Los objetivos que se pretenden alcanzar con la realización de este módulo son los siguientes:
• Conseguir los conocimientos suficientes para tener una visión adecuada sobre lo qué es una dieta cardiosaludable y la importancia de la misma.
• Poder prescribir las indicaciones dietéticas más acordes a cada paciente, según sea prevenir y/o retrasar la evolución de la enfermedad cardiovascular.
• Adquirir un conocimiento adecuado de la dieta mediterránea.
• Conocer el papel de la dieta mediterránea en el tratamiento de enfermedades.
• Conocer las propiedades preventivas del patrón de dieta mediterránea.
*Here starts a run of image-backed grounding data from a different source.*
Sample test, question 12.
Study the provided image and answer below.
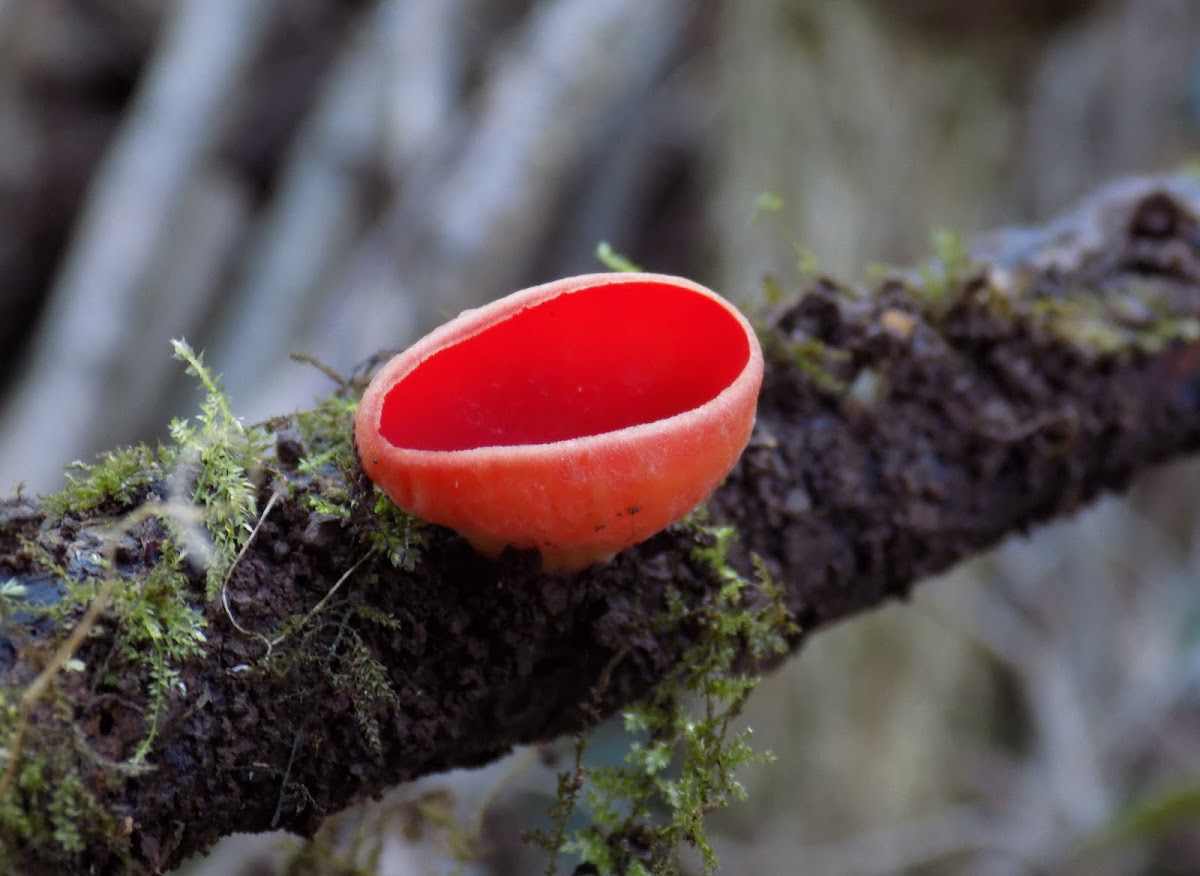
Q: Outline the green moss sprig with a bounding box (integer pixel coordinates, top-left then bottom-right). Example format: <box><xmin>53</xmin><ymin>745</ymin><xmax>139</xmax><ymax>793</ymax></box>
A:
<box><xmin>167</xmin><ymin>339</ymin><xmax>270</xmax><ymax>599</ymax></box>
<box><xmin>532</xmin><ymin>518</ymin><xmax>795</xmax><ymax>875</ymax></box>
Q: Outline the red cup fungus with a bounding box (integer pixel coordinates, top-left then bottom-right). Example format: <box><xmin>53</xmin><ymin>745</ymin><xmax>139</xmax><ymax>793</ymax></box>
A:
<box><xmin>354</xmin><ymin>272</ymin><xmax>764</xmax><ymax>572</ymax></box>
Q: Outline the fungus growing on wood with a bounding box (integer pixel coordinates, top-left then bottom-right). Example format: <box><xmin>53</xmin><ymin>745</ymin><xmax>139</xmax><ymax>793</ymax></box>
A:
<box><xmin>355</xmin><ymin>272</ymin><xmax>763</xmax><ymax>571</ymax></box>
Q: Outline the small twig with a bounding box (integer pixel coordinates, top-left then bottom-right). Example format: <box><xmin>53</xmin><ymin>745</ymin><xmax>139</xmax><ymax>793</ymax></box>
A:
<box><xmin>288</xmin><ymin>353</ymin><xmax>349</xmax><ymax>388</ymax></box>
<box><xmin>269</xmin><ymin>552</ymin><xmax>373</xmax><ymax>651</ymax></box>
<box><xmin>220</xmin><ymin>490</ymin><xmax>281</xmax><ymax>655</ymax></box>
<box><xmin>272</xmin><ymin>715</ymin><xmax>311</xmax><ymax>829</ymax></box>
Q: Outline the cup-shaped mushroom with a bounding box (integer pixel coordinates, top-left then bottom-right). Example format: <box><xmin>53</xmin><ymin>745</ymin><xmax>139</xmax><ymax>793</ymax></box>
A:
<box><xmin>355</xmin><ymin>272</ymin><xmax>763</xmax><ymax>572</ymax></box>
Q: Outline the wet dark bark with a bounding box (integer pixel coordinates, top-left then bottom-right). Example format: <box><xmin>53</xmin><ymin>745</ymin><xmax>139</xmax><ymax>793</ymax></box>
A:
<box><xmin>6</xmin><ymin>175</ymin><xmax>1200</xmax><ymax>873</ymax></box>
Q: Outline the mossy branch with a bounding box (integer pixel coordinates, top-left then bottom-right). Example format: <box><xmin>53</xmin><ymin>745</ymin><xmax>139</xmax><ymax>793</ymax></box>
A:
<box><xmin>5</xmin><ymin>174</ymin><xmax>1200</xmax><ymax>874</ymax></box>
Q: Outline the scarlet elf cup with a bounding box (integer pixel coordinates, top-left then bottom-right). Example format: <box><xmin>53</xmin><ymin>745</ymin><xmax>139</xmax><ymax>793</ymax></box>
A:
<box><xmin>355</xmin><ymin>272</ymin><xmax>764</xmax><ymax>572</ymax></box>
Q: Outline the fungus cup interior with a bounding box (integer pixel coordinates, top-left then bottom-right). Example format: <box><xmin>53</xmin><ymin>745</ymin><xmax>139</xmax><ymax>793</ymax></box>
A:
<box><xmin>378</xmin><ymin>279</ymin><xmax>752</xmax><ymax>451</ymax></box>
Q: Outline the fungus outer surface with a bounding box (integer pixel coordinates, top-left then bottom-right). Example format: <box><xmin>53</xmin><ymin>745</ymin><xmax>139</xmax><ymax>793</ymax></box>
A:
<box><xmin>355</xmin><ymin>273</ymin><xmax>763</xmax><ymax>571</ymax></box>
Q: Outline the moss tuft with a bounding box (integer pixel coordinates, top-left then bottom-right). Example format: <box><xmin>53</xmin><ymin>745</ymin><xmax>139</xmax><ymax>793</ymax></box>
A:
<box><xmin>531</xmin><ymin>515</ymin><xmax>795</xmax><ymax>875</ymax></box>
<box><xmin>111</xmin><ymin>545</ymin><xmax>207</xmax><ymax>763</ymax></box>
<box><xmin>916</xmin><ymin>227</ymin><xmax>975</xmax><ymax>309</ymax></box>
<box><xmin>764</xmin><ymin>334</ymin><xmax>851</xmax><ymax>394</ymax></box>
<box><xmin>0</xmin><ymin>682</ymin><xmax>128</xmax><ymax>870</ymax></box>
<box><xmin>168</xmin><ymin>339</ymin><xmax>270</xmax><ymax>599</ymax></box>
<box><xmin>294</xmin><ymin>393</ymin><xmax>359</xmax><ymax>486</ymax></box>
<box><xmin>594</xmin><ymin>242</ymin><xmax>642</xmax><ymax>273</ymax></box>
<box><xmin>42</xmin><ymin>444</ymin><xmax>163</xmax><ymax>521</ymax></box>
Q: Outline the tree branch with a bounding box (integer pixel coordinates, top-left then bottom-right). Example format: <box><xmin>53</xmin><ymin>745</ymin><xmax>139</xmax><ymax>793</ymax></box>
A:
<box><xmin>5</xmin><ymin>174</ymin><xmax>1200</xmax><ymax>874</ymax></box>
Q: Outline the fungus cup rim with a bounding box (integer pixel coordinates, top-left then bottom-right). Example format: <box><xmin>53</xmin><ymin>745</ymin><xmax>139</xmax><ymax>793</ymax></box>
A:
<box><xmin>355</xmin><ymin>272</ymin><xmax>762</xmax><ymax>461</ymax></box>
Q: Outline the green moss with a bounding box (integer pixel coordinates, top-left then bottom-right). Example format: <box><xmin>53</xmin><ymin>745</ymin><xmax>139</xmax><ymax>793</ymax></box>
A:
<box><xmin>0</xmin><ymin>532</ymin><xmax>204</xmax><ymax>866</ymax></box>
<box><xmin>266</xmin><ymin>601</ymin><xmax>404</xmax><ymax>761</ymax></box>
<box><xmin>366</xmin><ymin>492</ymin><xmax>425</xmax><ymax>571</ymax></box>
<box><xmin>109</xmin><ymin>546</ymin><xmax>207</xmax><ymax>763</ymax></box>
<box><xmin>294</xmin><ymin>393</ymin><xmax>359</xmax><ymax>482</ymax></box>
<box><xmin>1139</xmin><ymin>314</ymin><xmax>1200</xmax><ymax>353</ymax></box>
<box><xmin>862</xmin><ymin>228</ymin><xmax>976</xmax><ymax>314</ymax></box>
<box><xmin>287</xmin><ymin>392</ymin><xmax>427</xmax><ymax>580</ymax></box>
<box><xmin>915</xmin><ymin>227</ymin><xmax>975</xmax><ymax>309</ymax></box>
<box><xmin>1087</xmin><ymin>779</ymin><xmax>1200</xmax><ymax>851</ymax></box>
<box><xmin>595</xmin><ymin>242</ymin><xmax>642</xmax><ymax>273</ymax></box>
<box><xmin>531</xmin><ymin>516</ymin><xmax>795</xmax><ymax>875</ymax></box>
<box><xmin>793</xmin><ymin>245</ymin><xmax>819</xmax><ymax>280</ymax></box>
<box><xmin>12</xmin><ymin>539</ymin><xmax>207</xmax><ymax>758</ymax></box>
<box><xmin>1025</xmin><ymin>296</ymin><xmax>1115</xmax><ymax>353</ymax></box>
<box><xmin>759</xmin><ymin>273</ymin><xmax>788</xmax><ymax>306</ymax></box>
<box><xmin>329</xmin><ymin>608</ymin><xmax>402</xmax><ymax>758</ymax></box>
<box><xmin>42</xmin><ymin>445</ymin><xmax>164</xmax><ymax>521</ymax></box>
<box><xmin>764</xmin><ymin>334</ymin><xmax>850</xmax><ymax>394</ymax></box>
<box><xmin>0</xmin><ymin>576</ymin><xmax>32</xmax><ymax>625</ymax></box>
<box><xmin>0</xmin><ymin>690</ymin><xmax>127</xmax><ymax>870</ymax></box>
<box><xmin>287</xmin><ymin>382</ymin><xmax>427</xmax><ymax>571</ymax></box>
<box><xmin>1021</xmin><ymin>286</ymin><xmax>1200</xmax><ymax>358</ymax></box>
<box><xmin>168</xmin><ymin>339</ymin><xmax>269</xmax><ymax>600</ymax></box>
<box><xmin>288</xmin><ymin>394</ymin><xmax>359</xmax><ymax>525</ymax></box>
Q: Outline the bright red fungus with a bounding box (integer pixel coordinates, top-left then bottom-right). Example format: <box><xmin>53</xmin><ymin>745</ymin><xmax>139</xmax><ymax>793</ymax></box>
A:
<box><xmin>355</xmin><ymin>272</ymin><xmax>763</xmax><ymax>572</ymax></box>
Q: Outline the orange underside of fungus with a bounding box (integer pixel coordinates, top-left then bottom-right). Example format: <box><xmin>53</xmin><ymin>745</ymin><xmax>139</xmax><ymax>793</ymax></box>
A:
<box><xmin>354</xmin><ymin>272</ymin><xmax>764</xmax><ymax>572</ymax></box>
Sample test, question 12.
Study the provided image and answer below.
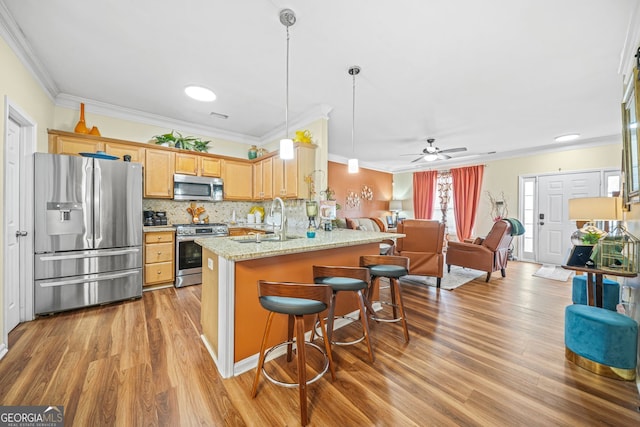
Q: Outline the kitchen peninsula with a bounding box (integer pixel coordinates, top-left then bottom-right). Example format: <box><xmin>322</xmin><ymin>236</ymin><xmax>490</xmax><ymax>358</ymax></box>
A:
<box><xmin>196</xmin><ymin>228</ymin><xmax>404</xmax><ymax>378</ymax></box>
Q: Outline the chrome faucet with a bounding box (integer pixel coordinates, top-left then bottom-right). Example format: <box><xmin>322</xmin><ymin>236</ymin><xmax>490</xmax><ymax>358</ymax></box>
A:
<box><xmin>270</xmin><ymin>197</ymin><xmax>287</xmax><ymax>240</ymax></box>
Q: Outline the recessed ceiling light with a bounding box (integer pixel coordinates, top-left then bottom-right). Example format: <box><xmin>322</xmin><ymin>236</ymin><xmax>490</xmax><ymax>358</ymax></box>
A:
<box><xmin>185</xmin><ymin>85</ymin><xmax>216</xmax><ymax>102</ymax></box>
<box><xmin>554</xmin><ymin>133</ymin><xmax>580</xmax><ymax>142</ymax></box>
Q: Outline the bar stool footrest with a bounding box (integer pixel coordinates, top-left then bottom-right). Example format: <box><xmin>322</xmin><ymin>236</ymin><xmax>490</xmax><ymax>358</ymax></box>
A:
<box><xmin>262</xmin><ymin>340</ymin><xmax>329</xmax><ymax>388</ymax></box>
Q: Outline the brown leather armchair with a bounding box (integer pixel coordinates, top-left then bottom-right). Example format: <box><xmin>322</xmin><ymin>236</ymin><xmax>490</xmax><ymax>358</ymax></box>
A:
<box><xmin>445</xmin><ymin>220</ymin><xmax>513</xmax><ymax>282</ymax></box>
<box><xmin>396</xmin><ymin>220</ymin><xmax>446</xmax><ymax>287</ymax></box>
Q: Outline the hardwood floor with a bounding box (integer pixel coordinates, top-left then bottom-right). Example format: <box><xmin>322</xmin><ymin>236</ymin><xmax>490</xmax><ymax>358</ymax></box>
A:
<box><xmin>1</xmin><ymin>261</ymin><xmax>639</xmax><ymax>426</ymax></box>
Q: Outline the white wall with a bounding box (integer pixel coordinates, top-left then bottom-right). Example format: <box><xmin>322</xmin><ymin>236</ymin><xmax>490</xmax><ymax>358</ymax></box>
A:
<box><xmin>0</xmin><ymin>35</ymin><xmax>56</xmax><ymax>350</ymax></box>
<box><xmin>394</xmin><ymin>142</ymin><xmax>620</xmax><ymax>236</ymax></box>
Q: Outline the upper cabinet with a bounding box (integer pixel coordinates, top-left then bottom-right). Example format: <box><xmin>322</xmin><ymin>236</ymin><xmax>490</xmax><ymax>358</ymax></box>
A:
<box><xmin>48</xmin><ymin>130</ymin><xmax>317</xmax><ymax>202</ymax></box>
<box><xmin>253</xmin><ymin>157</ymin><xmax>273</xmax><ymax>200</ymax></box>
<box><xmin>273</xmin><ymin>145</ymin><xmax>316</xmax><ymax>199</ymax></box>
<box><xmin>222</xmin><ymin>159</ymin><xmax>253</xmax><ymax>200</ymax></box>
<box><xmin>175</xmin><ymin>152</ymin><xmax>221</xmax><ymax>177</ymax></box>
<box><xmin>48</xmin><ymin>131</ymin><xmax>104</xmax><ymax>155</ymax></box>
<box><xmin>105</xmin><ymin>142</ymin><xmax>146</xmax><ymax>167</ymax></box>
<box><xmin>145</xmin><ymin>149</ymin><xmax>175</xmax><ymax>198</ymax></box>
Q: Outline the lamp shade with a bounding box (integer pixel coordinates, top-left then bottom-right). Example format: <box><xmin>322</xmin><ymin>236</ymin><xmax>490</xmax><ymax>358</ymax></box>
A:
<box><xmin>348</xmin><ymin>158</ymin><xmax>359</xmax><ymax>173</ymax></box>
<box><xmin>279</xmin><ymin>138</ymin><xmax>294</xmax><ymax>160</ymax></box>
<box><xmin>389</xmin><ymin>200</ymin><xmax>402</xmax><ymax>212</ymax></box>
<box><xmin>568</xmin><ymin>197</ymin><xmax>622</xmax><ymax>221</ymax></box>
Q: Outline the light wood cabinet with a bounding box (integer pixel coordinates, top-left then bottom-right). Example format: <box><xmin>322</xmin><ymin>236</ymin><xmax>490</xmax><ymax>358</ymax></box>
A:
<box><xmin>144</xmin><ymin>149</ymin><xmax>175</xmax><ymax>198</ymax></box>
<box><xmin>144</xmin><ymin>231</ymin><xmax>175</xmax><ymax>287</ymax></box>
<box><xmin>175</xmin><ymin>152</ymin><xmax>221</xmax><ymax>177</ymax></box>
<box><xmin>48</xmin><ymin>133</ymin><xmax>104</xmax><ymax>155</ymax></box>
<box><xmin>273</xmin><ymin>145</ymin><xmax>316</xmax><ymax>199</ymax></box>
<box><xmin>222</xmin><ymin>159</ymin><xmax>253</xmax><ymax>200</ymax></box>
<box><xmin>252</xmin><ymin>157</ymin><xmax>273</xmax><ymax>200</ymax></box>
<box><xmin>105</xmin><ymin>142</ymin><xmax>146</xmax><ymax>166</ymax></box>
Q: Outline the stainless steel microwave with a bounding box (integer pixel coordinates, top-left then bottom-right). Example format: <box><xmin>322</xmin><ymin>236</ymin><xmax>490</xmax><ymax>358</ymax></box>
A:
<box><xmin>173</xmin><ymin>174</ymin><xmax>223</xmax><ymax>201</ymax></box>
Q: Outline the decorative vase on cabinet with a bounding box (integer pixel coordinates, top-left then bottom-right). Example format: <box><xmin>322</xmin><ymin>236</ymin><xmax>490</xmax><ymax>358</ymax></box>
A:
<box><xmin>74</xmin><ymin>103</ymin><xmax>89</xmax><ymax>134</ymax></box>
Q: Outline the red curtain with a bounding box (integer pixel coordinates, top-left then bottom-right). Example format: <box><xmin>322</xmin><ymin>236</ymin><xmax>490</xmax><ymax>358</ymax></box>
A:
<box><xmin>412</xmin><ymin>171</ymin><xmax>437</xmax><ymax>219</ymax></box>
<box><xmin>451</xmin><ymin>165</ymin><xmax>484</xmax><ymax>241</ymax></box>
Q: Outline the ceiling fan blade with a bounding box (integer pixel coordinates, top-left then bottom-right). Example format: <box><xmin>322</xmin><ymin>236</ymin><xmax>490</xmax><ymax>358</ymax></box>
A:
<box><xmin>436</xmin><ymin>153</ymin><xmax>451</xmax><ymax>160</ymax></box>
<box><xmin>400</xmin><ymin>153</ymin><xmax>424</xmax><ymax>156</ymax></box>
<box><xmin>411</xmin><ymin>156</ymin><xmax>425</xmax><ymax>163</ymax></box>
<box><xmin>439</xmin><ymin>147</ymin><xmax>467</xmax><ymax>154</ymax></box>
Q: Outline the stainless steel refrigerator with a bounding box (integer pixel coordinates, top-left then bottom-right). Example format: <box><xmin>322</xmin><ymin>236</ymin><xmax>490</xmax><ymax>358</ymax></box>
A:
<box><xmin>33</xmin><ymin>153</ymin><xmax>143</xmax><ymax>314</ymax></box>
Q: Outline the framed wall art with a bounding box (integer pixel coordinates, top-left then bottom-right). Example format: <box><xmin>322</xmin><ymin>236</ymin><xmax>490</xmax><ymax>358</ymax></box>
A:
<box><xmin>622</xmin><ymin>67</ymin><xmax>640</xmax><ymax>206</ymax></box>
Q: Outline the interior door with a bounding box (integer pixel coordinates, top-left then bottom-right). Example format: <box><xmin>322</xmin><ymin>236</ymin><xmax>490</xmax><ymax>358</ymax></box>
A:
<box><xmin>537</xmin><ymin>172</ymin><xmax>601</xmax><ymax>265</ymax></box>
<box><xmin>4</xmin><ymin>119</ymin><xmax>21</xmax><ymax>332</ymax></box>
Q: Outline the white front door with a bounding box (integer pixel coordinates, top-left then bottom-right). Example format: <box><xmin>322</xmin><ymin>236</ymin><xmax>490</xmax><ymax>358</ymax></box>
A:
<box><xmin>4</xmin><ymin>118</ymin><xmax>21</xmax><ymax>332</ymax></box>
<box><xmin>537</xmin><ymin>171</ymin><xmax>601</xmax><ymax>265</ymax></box>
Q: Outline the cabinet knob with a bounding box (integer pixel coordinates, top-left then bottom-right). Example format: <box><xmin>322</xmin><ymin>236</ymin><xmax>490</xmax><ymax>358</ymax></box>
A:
<box><xmin>157</xmin><ymin>251</ymin><xmax>162</xmax><ymax>255</ymax></box>
<box><xmin>157</xmin><ymin>270</ymin><xmax>162</xmax><ymax>275</ymax></box>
• Conocer el papel de los diversos suplementos nutricionales en la prevención cardiovascular, así como la forma en que deben ingerirse dentro de una dieta saludable o como prescripción añadida a la misma.
• Adquirir un conocimiento básico de los aspectos fisiológicos del ejercicio físico y, a partir de ellos, conocer los beneficios en la prevención del riesgo cardiovascular.
• Profundizar en la prescripción general del ejercicio físico y, por último, la adaptación a grupos especiales de pacientes con elevado riesgo cardiovascular.